Du président de la République au ministre de l’Education, discours ne pouvait être plus ferme. Pas question d’introduire l’éducation sexuelle à l’école. Mais les documents et les actes disent tout le contraire.
A écouter le président Macky Sall sur la sexualité ou l’homosexualité à l’école, il y a de quoi être rassuré. « Ni l’UNESCO ni les Nations Unies ne peuvent nous forcer à introduire l’éducation sexuelle à l’école. Ce n’est pas à l’ordre du jour et je l’ai dit à tous les partenaires. Ni argent, ni coopération ne nous fera changer notre conviction dans ce sens».
Macky Sall ajoute même avoir clairement dit à toutes les grandes puissances qui veulent imposer l’homosexualité au Sénégal de garder leur argent. Au vue de la fermeté du discours, on se dit qu’on peut aller dormir profondément, l’esprit tranquille. Surtout qu’avant lui, le ministère de l’Education et ses collaborateurs ont martelé la même position à différentes occasions.

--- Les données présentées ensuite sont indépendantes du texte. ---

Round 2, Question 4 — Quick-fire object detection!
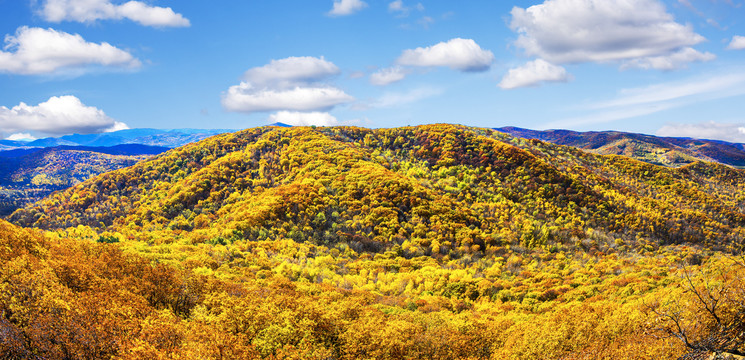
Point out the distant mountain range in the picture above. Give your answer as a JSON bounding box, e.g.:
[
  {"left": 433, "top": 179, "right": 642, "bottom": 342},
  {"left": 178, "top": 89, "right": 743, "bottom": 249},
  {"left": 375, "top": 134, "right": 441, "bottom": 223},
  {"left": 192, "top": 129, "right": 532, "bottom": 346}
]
[
  {"left": 0, "top": 129, "right": 235, "bottom": 151},
  {"left": 495, "top": 126, "right": 745, "bottom": 167}
]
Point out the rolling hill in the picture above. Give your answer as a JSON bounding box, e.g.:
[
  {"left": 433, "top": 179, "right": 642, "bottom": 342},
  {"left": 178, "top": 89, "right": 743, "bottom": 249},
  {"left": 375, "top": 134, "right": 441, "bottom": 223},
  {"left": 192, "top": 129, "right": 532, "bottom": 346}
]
[
  {"left": 0, "top": 128, "right": 232, "bottom": 150},
  {"left": 0, "top": 144, "right": 168, "bottom": 216},
  {"left": 496, "top": 126, "right": 745, "bottom": 167},
  {"left": 0, "top": 125, "right": 745, "bottom": 359},
  {"left": 10, "top": 125, "right": 745, "bottom": 252}
]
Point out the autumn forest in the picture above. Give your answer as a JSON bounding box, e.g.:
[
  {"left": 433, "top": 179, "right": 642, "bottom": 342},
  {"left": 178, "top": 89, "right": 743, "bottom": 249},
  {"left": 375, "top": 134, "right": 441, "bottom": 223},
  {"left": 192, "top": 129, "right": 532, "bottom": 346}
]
[{"left": 0, "top": 124, "right": 745, "bottom": 359}]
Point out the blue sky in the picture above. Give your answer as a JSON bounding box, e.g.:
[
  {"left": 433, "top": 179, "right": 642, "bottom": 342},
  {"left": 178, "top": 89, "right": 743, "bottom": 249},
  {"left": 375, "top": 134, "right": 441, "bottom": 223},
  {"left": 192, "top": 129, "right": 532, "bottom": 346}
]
[{"left": 0, "top": 0, "right": 745, "bottom": 142}]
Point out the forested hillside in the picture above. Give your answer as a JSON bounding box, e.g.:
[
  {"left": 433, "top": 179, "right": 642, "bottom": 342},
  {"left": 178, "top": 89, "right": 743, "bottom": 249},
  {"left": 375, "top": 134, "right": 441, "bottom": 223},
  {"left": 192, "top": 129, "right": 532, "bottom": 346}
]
[
  {"left": 10, "top": 125, "right": 745, "bottom": 250},
  {"left": 5, "top": 125, "right": 745, "bottom": 359},
  {"left": 497, "top": 126, "right": 745, "bottom": 167},
  {"left": 0, "top": 145, "right": 161, "bottom": 216}
]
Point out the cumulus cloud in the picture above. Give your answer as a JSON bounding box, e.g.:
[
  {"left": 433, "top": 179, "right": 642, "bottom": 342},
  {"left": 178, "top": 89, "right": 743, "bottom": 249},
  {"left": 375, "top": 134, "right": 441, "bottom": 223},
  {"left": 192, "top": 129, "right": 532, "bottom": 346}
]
[
  {"left": 39, "top": 0, "right": 191, "bottom": 27},
  {"left": 498, "top": 59, "right": 571, "bottom": 89},
  {"left": 243, "top": 56, "right": 340, "bottom": 88},
  {"left": 222, "top": 57, "right": 354, "bottom": 113},
  {"left": 396, "top": 38, "right": 494, "bottom": 71},
  {"left": 656, "top": 121, "right": 745, "bottom": 143},
  {"left": 727, "top": 35, "right": 745, "bottom": 50},
  {"left": 0, "top": 95, "right": 128, "bottom": 135},
  {"left": 370, "top": 66, "right": 406, "bottom": 86},
  {"left": 510, "top": 0, "right": 713, "bottom": 69},
  {"left": 0, "top": 26, "right": 142, "bottom": 75},
  {"left": 269, "top": 111, "right": 339, "bottom": 126},
  {"left": 328, "top": 0, "right": 367, "bottom": 16},
  {"left": 388, "top": 0, "right": 424, "bottom": 17},
  {"left": 5, "top": 133, "right": 36, "bottom": 141},
  {"left": 621, "top": 47, "right": 716, "bottom": 70},
  {"left": 371, "top": 87, "right": 443, "bottom": 108},
  {"left": 222, "top": 82, "right": 353, "bottom": 113}
]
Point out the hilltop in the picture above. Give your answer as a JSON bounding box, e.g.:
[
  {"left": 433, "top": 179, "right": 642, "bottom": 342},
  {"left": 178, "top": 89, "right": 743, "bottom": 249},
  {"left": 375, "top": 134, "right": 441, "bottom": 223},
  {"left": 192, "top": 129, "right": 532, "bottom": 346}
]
[
  {"left": 496, "top": 126, "right": 745, "bottom": 167},
  {"left": 0, "top": 144, "right": 168, "bottom": 216},
  {"left": 0, "top": 125, "right": 745, "bottom": 359},
  {"left": 10, "top": 125, "right": 745, "bottom": 252},
  {"left": 0, "top": 128, "right": 232, "bottom": 150}
]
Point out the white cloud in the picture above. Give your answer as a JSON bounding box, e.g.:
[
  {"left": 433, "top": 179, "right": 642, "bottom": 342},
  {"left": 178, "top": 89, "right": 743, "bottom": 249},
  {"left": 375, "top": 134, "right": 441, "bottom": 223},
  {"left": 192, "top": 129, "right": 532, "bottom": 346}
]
[
  {"left": 243, "top": 56, "right": 340, "bottom": 88},
  {"left": 222, "top": 57, "right": 354, "bottom": 113},
  {"left": 39, "top": 0, "right": 191, "bottom": 27},
  {"left": 589, "top": 72, "right": 745, "bottom": 109},
  {"left": 328, "top": 0, "right": 367, "bottom": 16},
  {"left": 543, "top": 71, "right": 745, "bottom": 128},
  {"left": 388, "top": 0, "right": 408, "bottom": 12},
  {"left": 388, "top": 0, "right": 424, "bottom": 17},
  {"left": 656, "top": 121, "right": 745, "bottom": 143},
  {"left": 269, "top": 111, "right": 339, "bottom": 126},
  {"left": 396, "top": 38, "right": 494, "bottom": 71},
  {"left": 371, "top": 87, "right": 444, "bottom": 108},
  {"left": 621, "top": 47, "right": 716, "bottom": 70},
  {"left": 0, "top": 26, "right": 142, "bottom": 75},
  {"left": 510, "top": 0, "right": 713, "bottom": 69},
  {"left": 498, "top": 59, "right": 571, "bottom": 89},
  {"left": 370, "top": 66, "right": 406, "bottom": 86},
  {"left": 727, "top": 35, "right": 745, "bottom": 50},
  {"left": 5, "top": 133, "right": 36, "bottom": 141},
  {"left": 0, "top": 95, "right": 128, "bottom": 135},
  {"left": 222, "top": 82, "right": 354, "bottom": 113}
]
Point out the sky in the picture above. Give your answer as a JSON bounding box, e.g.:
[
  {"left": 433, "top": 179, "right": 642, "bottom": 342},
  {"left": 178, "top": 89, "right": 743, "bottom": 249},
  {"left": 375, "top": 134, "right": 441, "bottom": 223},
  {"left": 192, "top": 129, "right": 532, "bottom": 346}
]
[{"left": 0, "top": 0, "right": 745, "bottom": 142}]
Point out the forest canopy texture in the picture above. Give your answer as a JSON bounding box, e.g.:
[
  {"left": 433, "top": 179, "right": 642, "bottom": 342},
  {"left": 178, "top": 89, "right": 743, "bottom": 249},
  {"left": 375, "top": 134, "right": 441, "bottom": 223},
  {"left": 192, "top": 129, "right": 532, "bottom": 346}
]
[{"left": 0, "top": 125, "right": 745, "bottom": 359}]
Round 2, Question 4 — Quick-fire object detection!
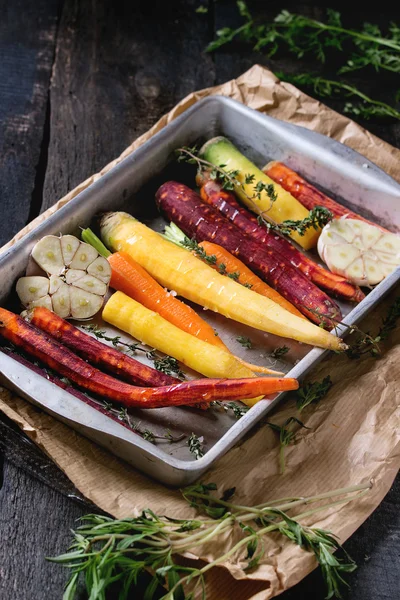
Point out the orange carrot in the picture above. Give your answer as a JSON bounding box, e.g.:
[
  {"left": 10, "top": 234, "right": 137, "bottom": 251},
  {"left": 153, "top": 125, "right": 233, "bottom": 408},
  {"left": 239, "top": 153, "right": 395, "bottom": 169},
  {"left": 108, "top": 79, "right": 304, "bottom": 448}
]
[
  {"left": 0, "top": 308, "right": 299, "bottom": 408},
  {"left": 199, "top": 242, "right": 305, "bottom": 319},
  {"left": 108, "top": 252, "right": 277, "bottom": 374}
]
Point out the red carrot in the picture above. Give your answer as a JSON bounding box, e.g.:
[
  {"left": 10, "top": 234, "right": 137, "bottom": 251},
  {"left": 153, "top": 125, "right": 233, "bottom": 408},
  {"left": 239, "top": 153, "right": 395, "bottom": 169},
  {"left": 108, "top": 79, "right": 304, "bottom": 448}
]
[
  {"left": 197, "top": 173, "right": 365, "bottom": 302},
  {"left": 0, "top": 308, "right": 299, "bottom": 408},
  {"left": 263, "top": 161, "right": 387, "bottom": 231},
  {"left": 156, "top": 181, "right": 341, "bottom": 323},
  {"left": 29, "top": 306, "right": 179, "bottom": 387}
]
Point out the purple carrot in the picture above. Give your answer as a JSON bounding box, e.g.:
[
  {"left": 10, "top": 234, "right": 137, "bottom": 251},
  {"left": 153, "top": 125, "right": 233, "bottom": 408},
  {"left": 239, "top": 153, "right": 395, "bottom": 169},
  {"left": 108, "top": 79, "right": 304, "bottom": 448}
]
[{"left": 156, "top": 181, "right": 341, "bottom": 324}]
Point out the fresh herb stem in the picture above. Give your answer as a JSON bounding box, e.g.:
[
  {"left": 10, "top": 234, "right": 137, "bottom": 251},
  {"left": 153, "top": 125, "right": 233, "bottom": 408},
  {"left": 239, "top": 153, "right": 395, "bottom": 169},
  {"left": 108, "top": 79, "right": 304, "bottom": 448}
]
[
  {"left": 277, "top": 73, "right": 400, "bottom": 120},
  {"left": 49, "top": 483, "right": 371, "bottom": 600},
  {"left": 206, "top": 0, "right": 400, "bottom": 119},
  {"left": 188, "top": 433, "right": 204, "bottom": 460},
  {"left": 82, "top": 325, "right": 185, "bottom": 380},
  {"left": 295, "top": 375, "right": 333, "bottom": 412},
  {"left": 267, "top": 417, "right": 308, "bottom": 475},
  {"left": 177, "top": 147, "right": 333, "bottom": 236}
]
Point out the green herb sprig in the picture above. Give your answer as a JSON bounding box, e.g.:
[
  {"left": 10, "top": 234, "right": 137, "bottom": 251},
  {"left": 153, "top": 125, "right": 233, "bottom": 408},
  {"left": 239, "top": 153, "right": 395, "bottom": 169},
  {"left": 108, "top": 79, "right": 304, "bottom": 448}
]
[
  {"left": 271, "top": 346, "right": 289, "bottom": 359},
  {"left": 206, "top": 0, "right": 400, "bottom": 119},
  {"left": 277, "top": 72, "right": 400, "bottom": 120},
  {"left": 210, "top": 400, "right": 250, "bottom": 419},
  {"left": 236, "top": 335, "right": 253, "bottom": 350},
  {"left": 82, "top": 325, "right": 186, "bottom": 380},
  {"left": 296, "top": 375, "right": 333, "bottom": 412},
  {"left": 48, "top": 484, "right": 371, "bottom": 600},
  {"left": 257, "top": 206, "right": 333, "bottom": 236},
  {"left": 177, "top": 146, "right": 333, "bottom": 236},
  {"left": 346, "top": 297, "right": 400, "bottom": 358},
  {"left": 267, "top": 417, "right": 309, "bottom": 475},
  {"left": 206, "top": 0, "right": 400, "bottom": 73},
  {"left": 188, "top": 433, "right": 204, "bottom": 460},
  {"left": 101, "top": 400, "right": 186, "bottom": 444}
]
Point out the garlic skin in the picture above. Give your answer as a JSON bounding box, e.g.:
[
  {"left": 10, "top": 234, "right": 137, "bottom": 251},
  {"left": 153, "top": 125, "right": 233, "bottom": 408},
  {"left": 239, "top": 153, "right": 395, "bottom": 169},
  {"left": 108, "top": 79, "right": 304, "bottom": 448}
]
[
  {"left": 318, "top": 217, "right": 400, "bottom": 287},
  {"left": 16, "top": 235, "right": 111, "bottom": 320}
]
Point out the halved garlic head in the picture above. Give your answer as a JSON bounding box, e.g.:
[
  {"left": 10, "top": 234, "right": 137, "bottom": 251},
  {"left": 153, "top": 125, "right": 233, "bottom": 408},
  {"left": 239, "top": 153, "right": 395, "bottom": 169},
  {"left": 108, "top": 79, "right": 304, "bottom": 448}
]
[
  {"left": 318, "top": 218, "right": 400, "bottom": 286},
  {"left": 16, "top": 235, "right": 111, "bottom": 319}
]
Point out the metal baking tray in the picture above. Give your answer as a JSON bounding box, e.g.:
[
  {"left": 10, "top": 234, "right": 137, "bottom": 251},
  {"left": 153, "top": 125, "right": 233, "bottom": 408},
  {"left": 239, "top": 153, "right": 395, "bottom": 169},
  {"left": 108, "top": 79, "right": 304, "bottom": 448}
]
[{"left": 0, "top": 96, "right": 400, "bottom": 486}]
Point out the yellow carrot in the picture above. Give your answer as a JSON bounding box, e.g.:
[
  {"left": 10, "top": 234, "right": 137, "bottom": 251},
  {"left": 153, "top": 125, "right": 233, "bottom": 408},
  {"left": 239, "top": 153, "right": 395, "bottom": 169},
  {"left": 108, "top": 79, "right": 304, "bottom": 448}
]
[
  {"left": 101, "top": 212, "right": 346, "bottom": 350},
  {"left": 200, "top": 137, "right": 321, "bottom": 250},
  {"left": 108, "top": 252, "right": 282, "bottom": 375},
  {"left": 102, "top": 292, "right": 260, "bottom": 406}
]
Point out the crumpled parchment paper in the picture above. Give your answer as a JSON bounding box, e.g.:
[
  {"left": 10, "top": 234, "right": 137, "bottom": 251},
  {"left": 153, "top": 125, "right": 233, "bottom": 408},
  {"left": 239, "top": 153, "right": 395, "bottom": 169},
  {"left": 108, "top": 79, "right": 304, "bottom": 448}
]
[{"left": 0, "top": 65, "right": 400, "bottom": 600}]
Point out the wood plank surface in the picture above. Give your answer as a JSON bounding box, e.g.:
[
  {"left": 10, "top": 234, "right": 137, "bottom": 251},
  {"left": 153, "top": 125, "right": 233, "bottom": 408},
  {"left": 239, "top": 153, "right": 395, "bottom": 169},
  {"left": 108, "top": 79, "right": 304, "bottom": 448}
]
[
  {"left": 0, "top": 0, "right": 61, "bottom": 245},
  {"left": 0, "top": 0, "right": 400, "bottom": 600}
]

Pourtant, à y voir de plus près, il y a de bonne raison d’être sceptique, car les actes sont loin de refléter le discours des autorités. En vérité, ce qui s’est passé à Saly lors du séminaire du 21 au 23 décembre n’est qu’une continuité de la politique du gouvernement de Macky Sall en matière d’éducation sexuelle. Et il faut prendre la question de manière holistique pour mieux comprendre ce qui se fait.
Il y a quelques années, le ministère de la Santé et de l’Action social s’est doté d’un programme dénommé « Plan stratégique de santé sexuelle et de la reproduction des adolescent(e)s/jeunes au Sénégal ?2014-2018 ».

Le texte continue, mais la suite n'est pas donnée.